Decía que mi madre me cuenta historias, historias de mujeres anónimas que no estarán, seguramente, el 8M en ninguna manifestación, que no pararán de trabajar, que pasarán el día como los otros 364 días del año: cuidando, agotadas, sobreviviendo. Mi madre será una de ellas y también estarán sus compañeras. Cuando mi madre llega a una casa nueva, a veces, si la persona que necesita los cuidados es muy dependiente, si sus familiares no están con ella o no pueden hacerse cargo, hay otra mujer con ella, una mujer interna que vive en la casa en condiciones de esclavitud: no tiene grilletes, pero no vive más allá de esas cuatro paredes, apenas libra una tarde a la semana, no se relaciona con nadie que no sea esa persona a la que cuida que, muchas veces, ni siquiera puede conversar, cobra una miseria, no está dada de alta en la seguridad social, vive en un limbo, al borde de la vida, han dejado atrás a sus hijos, a su familia, su país.

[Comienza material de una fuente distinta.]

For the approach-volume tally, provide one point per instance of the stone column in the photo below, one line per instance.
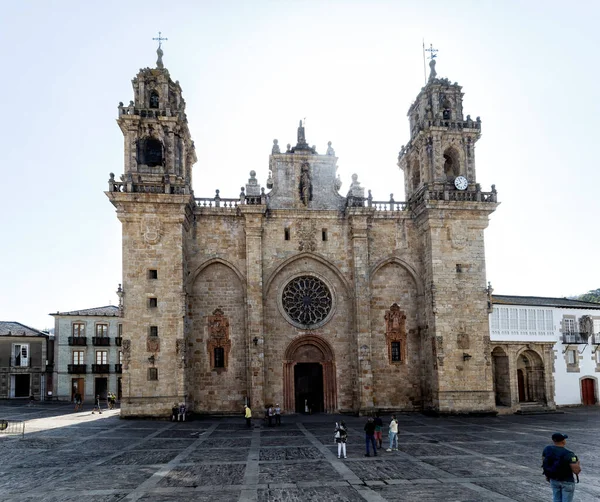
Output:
(362, 309)
(254, 306)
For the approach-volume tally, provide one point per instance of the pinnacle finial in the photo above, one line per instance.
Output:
(159, 63)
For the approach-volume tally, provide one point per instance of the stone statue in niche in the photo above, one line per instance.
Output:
(126, 348)
(395, 331)
(586, 325)
(153, 344)
(218, 338)
(181, 353)
(275, 148)
(305, 184)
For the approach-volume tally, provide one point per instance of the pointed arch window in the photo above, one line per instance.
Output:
(451, 164)
(154, 99)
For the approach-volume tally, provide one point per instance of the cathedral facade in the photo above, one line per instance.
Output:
(294, 293)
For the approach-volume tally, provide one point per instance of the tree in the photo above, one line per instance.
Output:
(590, 296)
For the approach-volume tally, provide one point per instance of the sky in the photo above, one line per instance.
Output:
(249, 72)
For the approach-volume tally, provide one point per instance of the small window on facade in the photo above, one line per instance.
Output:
(219, 357)
(154, 99)
(78, 329)
(101, 330)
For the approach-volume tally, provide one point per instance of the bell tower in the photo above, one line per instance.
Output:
(154, 203)
(450, 213)
(442, 140)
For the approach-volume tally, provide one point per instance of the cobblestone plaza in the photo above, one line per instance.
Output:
(67, 456)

Pienso mucho en esas mujeres, no han sido pocas, todas ellas procedentes de Latinoamérica, de Colombia y Ecuador, sobre todo. Mi madre las considera amigas de batalla mientras comparten casa y cuidados y yo intento imaginar cómo podrá ser sostener entre dos mujeres precarias la vida de otra mujer a la que la sociedad ha dado la espalda también. Cuando mi madre acaba su contrato temporal o cuando despiden a la mujer interna, la amistad se acaba y el relato de esa vida pequeña y de esa lucha se queda en mí. Algún día me gustaría ponerlos todos por escrito. Hoy me conformo con que esta semana, cuando vean unas mujeres con rostros malva en el periódico, cuando se crucen de camino a casa con muchachas portando pancartas en las manos, cuando alguien ponga en duda el feminismo, se acuerden de mi madre, se acuerden de todas las mujeres para las que esta semana será otra semana cualquiera. De todas nosotras va esto del feminismo.